Mace joined two of U.S. Sen. Lindsey Graham’s other GOP primary opponents — Easley businessman Richard Cash and Orangeburg attorney Bill Connor — at the luncheon. Talbert Black, a Tea Party activist, spoke as a surrogate for state Sen. Lee Bright, R-Spartanburg —Graham’s fourth challenger in the June primary — who was in Tulsa, Okla., attending a fundraiser.
Graham was invited to the luncheon but did not attend.
Mace told stories about her upbringing, casting herself as self-reliant and trustworthy. She also touted her ties to U.S. Sen. Tim Scott of Charleston, U.S. Rep. Mick Mulvaney of Indian Land and state Sen. Tom Davis of Beaufort, all Republicans who employed her marketing firm, adding she wants to be a unifying voice for Republicans. “I want to be the glue that brings the party together, that makes us stronger.”
Each candidate had about 15 minutes to speak.
Cash and Connor continued themes they presented in Rock Hill last month, when the two and Bright met for the first time in a political forum.

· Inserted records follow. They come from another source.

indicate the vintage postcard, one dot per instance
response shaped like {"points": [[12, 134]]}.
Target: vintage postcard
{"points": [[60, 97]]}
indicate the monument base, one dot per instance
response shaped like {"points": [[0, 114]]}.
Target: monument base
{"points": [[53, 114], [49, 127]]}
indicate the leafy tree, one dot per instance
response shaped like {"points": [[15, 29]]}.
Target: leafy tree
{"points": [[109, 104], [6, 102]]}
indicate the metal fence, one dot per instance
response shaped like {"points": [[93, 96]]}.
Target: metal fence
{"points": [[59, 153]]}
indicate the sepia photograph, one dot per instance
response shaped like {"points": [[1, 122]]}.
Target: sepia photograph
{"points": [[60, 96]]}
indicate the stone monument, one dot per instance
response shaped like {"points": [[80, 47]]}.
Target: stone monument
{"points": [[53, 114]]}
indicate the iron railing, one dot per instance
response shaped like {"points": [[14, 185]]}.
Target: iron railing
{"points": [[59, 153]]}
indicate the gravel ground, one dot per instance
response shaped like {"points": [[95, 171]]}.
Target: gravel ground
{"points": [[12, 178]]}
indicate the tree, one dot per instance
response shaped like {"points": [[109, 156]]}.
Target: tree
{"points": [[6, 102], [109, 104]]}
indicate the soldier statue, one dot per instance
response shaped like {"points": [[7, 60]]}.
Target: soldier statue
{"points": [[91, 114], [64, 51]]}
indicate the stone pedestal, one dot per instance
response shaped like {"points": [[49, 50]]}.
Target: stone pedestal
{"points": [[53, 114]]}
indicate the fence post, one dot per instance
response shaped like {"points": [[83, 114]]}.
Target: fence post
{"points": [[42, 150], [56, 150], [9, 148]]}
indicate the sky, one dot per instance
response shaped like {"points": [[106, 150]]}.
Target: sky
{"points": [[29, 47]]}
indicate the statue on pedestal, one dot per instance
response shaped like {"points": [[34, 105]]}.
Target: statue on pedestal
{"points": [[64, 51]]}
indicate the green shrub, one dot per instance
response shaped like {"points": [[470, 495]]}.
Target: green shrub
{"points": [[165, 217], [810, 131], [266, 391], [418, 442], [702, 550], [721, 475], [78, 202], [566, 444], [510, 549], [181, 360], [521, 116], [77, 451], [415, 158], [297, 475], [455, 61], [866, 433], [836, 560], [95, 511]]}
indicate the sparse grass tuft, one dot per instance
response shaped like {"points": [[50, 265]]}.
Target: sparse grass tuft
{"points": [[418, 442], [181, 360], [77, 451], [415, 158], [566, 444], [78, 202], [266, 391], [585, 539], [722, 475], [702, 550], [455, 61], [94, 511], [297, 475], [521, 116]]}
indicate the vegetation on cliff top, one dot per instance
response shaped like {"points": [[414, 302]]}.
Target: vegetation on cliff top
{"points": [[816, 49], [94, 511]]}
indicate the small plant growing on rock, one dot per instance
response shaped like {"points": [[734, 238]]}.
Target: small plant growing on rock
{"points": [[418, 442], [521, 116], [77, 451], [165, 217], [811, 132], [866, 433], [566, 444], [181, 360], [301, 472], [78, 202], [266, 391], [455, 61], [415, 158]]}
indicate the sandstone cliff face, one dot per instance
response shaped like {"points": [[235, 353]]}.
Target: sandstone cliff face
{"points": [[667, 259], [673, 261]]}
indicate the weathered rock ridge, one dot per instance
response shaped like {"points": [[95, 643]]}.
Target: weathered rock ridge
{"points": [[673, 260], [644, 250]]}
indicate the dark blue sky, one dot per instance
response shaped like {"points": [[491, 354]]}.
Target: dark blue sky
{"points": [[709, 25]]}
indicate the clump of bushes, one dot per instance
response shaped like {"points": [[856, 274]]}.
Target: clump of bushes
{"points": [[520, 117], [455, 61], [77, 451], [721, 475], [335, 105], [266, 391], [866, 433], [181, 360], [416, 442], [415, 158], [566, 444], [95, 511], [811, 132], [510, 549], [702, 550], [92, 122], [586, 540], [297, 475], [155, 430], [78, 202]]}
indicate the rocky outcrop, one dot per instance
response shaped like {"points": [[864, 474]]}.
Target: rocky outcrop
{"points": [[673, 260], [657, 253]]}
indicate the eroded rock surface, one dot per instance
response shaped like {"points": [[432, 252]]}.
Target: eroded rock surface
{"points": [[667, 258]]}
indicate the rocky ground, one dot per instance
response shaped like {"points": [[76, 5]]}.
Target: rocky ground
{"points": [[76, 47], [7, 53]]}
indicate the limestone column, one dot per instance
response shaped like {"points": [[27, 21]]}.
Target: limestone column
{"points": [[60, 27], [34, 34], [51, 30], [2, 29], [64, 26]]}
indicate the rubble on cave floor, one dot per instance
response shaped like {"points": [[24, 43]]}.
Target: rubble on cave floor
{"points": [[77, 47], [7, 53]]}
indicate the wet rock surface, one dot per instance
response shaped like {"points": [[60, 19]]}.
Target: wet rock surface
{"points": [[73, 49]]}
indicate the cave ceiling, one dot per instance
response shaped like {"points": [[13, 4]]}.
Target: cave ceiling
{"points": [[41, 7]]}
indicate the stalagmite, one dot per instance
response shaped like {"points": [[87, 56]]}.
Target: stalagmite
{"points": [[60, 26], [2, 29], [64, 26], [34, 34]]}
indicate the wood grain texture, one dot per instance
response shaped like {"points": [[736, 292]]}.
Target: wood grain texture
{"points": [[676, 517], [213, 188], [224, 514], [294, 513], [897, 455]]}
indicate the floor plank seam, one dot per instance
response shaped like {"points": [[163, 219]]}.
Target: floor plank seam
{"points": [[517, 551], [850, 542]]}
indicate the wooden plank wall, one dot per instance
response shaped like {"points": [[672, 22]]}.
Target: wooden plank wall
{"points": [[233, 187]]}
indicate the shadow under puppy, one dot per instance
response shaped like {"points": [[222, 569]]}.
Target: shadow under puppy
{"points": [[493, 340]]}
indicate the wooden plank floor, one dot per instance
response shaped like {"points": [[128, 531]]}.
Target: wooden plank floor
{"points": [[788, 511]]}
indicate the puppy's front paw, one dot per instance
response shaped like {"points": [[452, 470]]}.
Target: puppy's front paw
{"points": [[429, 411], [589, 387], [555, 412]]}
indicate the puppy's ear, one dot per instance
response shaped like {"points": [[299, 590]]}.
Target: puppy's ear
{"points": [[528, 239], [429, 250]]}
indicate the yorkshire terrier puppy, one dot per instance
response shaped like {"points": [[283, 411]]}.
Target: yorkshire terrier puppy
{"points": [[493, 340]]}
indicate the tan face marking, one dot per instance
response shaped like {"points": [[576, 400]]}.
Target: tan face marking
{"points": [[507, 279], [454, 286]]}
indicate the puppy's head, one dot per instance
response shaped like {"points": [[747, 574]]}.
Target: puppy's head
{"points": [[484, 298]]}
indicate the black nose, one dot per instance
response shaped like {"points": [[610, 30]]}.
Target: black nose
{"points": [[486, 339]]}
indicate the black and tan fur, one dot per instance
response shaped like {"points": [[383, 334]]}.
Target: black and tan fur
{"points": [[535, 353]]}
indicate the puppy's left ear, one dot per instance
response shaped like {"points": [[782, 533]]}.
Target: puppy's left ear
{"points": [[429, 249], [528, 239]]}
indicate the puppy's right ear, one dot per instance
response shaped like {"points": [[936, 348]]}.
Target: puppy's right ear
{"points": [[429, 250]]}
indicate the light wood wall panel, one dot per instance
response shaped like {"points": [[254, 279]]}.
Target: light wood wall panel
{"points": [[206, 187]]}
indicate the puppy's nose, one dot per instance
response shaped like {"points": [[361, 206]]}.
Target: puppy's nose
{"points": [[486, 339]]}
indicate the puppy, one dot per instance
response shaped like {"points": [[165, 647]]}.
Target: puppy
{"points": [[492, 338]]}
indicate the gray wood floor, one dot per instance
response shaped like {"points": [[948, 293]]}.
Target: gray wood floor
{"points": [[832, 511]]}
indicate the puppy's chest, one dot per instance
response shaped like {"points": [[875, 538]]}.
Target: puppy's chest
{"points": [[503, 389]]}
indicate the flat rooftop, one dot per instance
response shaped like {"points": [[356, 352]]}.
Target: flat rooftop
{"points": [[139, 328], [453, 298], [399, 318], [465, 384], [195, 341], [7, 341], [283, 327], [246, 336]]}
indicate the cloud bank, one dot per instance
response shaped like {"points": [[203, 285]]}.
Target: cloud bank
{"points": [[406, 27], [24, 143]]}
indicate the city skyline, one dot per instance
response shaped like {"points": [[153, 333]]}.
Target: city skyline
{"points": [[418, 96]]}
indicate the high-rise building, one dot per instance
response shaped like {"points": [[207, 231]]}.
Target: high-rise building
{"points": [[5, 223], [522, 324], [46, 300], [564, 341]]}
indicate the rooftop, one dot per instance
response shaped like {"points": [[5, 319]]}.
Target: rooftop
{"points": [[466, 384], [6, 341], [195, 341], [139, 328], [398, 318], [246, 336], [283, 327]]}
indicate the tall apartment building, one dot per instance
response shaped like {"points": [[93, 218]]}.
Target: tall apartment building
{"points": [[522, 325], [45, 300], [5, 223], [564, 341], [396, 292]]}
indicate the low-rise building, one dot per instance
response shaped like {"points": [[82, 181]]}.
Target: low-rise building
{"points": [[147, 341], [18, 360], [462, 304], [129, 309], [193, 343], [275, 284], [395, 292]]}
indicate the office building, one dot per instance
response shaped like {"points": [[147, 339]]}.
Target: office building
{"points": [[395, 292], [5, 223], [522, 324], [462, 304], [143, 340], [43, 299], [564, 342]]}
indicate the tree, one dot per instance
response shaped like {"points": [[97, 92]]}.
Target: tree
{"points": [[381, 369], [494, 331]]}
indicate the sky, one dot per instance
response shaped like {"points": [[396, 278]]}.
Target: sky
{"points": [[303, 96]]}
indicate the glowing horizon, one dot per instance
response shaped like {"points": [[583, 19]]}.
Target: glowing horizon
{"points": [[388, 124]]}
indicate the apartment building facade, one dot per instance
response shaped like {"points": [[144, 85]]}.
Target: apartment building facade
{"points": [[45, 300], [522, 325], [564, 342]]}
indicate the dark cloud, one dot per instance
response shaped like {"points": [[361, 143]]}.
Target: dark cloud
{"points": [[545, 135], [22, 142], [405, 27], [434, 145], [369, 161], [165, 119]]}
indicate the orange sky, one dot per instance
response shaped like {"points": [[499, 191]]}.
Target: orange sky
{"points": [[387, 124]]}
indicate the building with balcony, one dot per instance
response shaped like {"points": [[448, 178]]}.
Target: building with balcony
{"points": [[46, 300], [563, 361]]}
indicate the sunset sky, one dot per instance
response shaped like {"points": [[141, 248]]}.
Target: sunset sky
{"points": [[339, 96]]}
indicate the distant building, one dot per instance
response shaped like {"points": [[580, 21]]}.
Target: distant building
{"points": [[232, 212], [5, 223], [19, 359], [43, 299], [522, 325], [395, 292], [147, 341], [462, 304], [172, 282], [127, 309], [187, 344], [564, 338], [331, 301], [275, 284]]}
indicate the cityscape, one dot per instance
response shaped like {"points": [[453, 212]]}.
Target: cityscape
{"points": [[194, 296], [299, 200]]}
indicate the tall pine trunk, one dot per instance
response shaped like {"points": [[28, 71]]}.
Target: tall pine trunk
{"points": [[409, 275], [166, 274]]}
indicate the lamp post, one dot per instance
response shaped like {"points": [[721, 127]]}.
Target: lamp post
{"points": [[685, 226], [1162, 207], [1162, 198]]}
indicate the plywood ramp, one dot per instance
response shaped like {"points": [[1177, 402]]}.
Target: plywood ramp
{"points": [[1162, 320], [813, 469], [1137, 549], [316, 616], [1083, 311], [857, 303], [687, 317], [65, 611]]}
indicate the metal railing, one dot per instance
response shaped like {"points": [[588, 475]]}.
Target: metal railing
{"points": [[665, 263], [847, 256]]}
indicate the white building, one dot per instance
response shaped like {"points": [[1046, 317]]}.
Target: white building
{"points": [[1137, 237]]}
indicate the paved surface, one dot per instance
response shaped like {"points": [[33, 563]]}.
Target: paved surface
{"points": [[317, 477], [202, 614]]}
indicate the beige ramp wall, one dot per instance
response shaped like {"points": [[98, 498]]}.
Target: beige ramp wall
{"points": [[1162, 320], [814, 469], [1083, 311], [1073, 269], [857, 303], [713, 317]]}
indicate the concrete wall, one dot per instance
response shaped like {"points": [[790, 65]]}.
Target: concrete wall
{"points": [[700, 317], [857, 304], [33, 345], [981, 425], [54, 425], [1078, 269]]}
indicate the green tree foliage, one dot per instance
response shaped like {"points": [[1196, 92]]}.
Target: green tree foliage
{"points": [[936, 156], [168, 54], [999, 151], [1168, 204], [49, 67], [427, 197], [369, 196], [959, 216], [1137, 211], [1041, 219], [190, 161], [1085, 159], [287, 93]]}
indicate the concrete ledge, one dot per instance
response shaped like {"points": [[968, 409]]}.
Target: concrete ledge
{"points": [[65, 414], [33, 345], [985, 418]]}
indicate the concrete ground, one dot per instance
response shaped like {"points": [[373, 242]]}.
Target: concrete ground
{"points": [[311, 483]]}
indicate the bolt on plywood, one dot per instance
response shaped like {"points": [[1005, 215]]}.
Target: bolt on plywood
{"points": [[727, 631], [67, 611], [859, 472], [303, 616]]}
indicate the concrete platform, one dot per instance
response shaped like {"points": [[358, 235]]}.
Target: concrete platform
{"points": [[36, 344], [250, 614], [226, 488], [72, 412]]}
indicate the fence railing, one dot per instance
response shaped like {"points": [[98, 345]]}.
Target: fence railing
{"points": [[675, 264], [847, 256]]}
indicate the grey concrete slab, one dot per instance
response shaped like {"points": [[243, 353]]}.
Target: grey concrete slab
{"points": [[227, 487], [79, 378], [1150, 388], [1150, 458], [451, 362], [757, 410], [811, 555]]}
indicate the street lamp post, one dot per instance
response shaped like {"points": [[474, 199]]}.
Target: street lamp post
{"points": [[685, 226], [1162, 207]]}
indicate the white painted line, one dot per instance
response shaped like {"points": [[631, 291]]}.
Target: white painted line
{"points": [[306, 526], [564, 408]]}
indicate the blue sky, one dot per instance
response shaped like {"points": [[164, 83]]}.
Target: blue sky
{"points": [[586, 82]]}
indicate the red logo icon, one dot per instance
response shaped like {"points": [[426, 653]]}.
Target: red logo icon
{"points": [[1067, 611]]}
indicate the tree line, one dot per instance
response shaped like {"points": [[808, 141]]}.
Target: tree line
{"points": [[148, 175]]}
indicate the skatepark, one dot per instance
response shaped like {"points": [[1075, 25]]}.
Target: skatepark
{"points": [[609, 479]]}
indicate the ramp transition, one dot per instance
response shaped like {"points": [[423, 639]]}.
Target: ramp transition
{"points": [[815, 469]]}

Cash started, again, making light of his the size of his family, including eight children. “Folks, I could be looking at 40, 50 grandchildren,” he said, and “have a hard time keeping up with their names.”
Cash talked about what he sees as deterioration in the United States, due in part to the country’s leadership. “We know that we’re in trouble with legislative dereliction of duty, with judicial activism and now presidential imperialism right in our face almost on a weekly or monthly basis.”
However, Cash added, the greatest threat to the country is the deterioration of Christian values, reflected in laws protecting abortion and efforts to extend marriage to same-sex couples.
Connor, an Army veteran who described himself as an “original intent” constitutionalist, read from the Constitution and interpreted for the audience. Education and health care are not mentioned in Constitution and should be left to the states, he said.
Connor said he became involved in politics after seeing “a microcosm” of the contrasts between Europe and America while deployed in southern Afghanistan and working alongside European troops. European troops “sat there waiting to be told what to do,” Connor said, adding that showed their “socialist or semi-socialist” culture, compared to “America, the land of freedom and ingenuity where hard work pays off.”
Electing him, Connor said, would be electing someone “who has faced Taliban bullets.”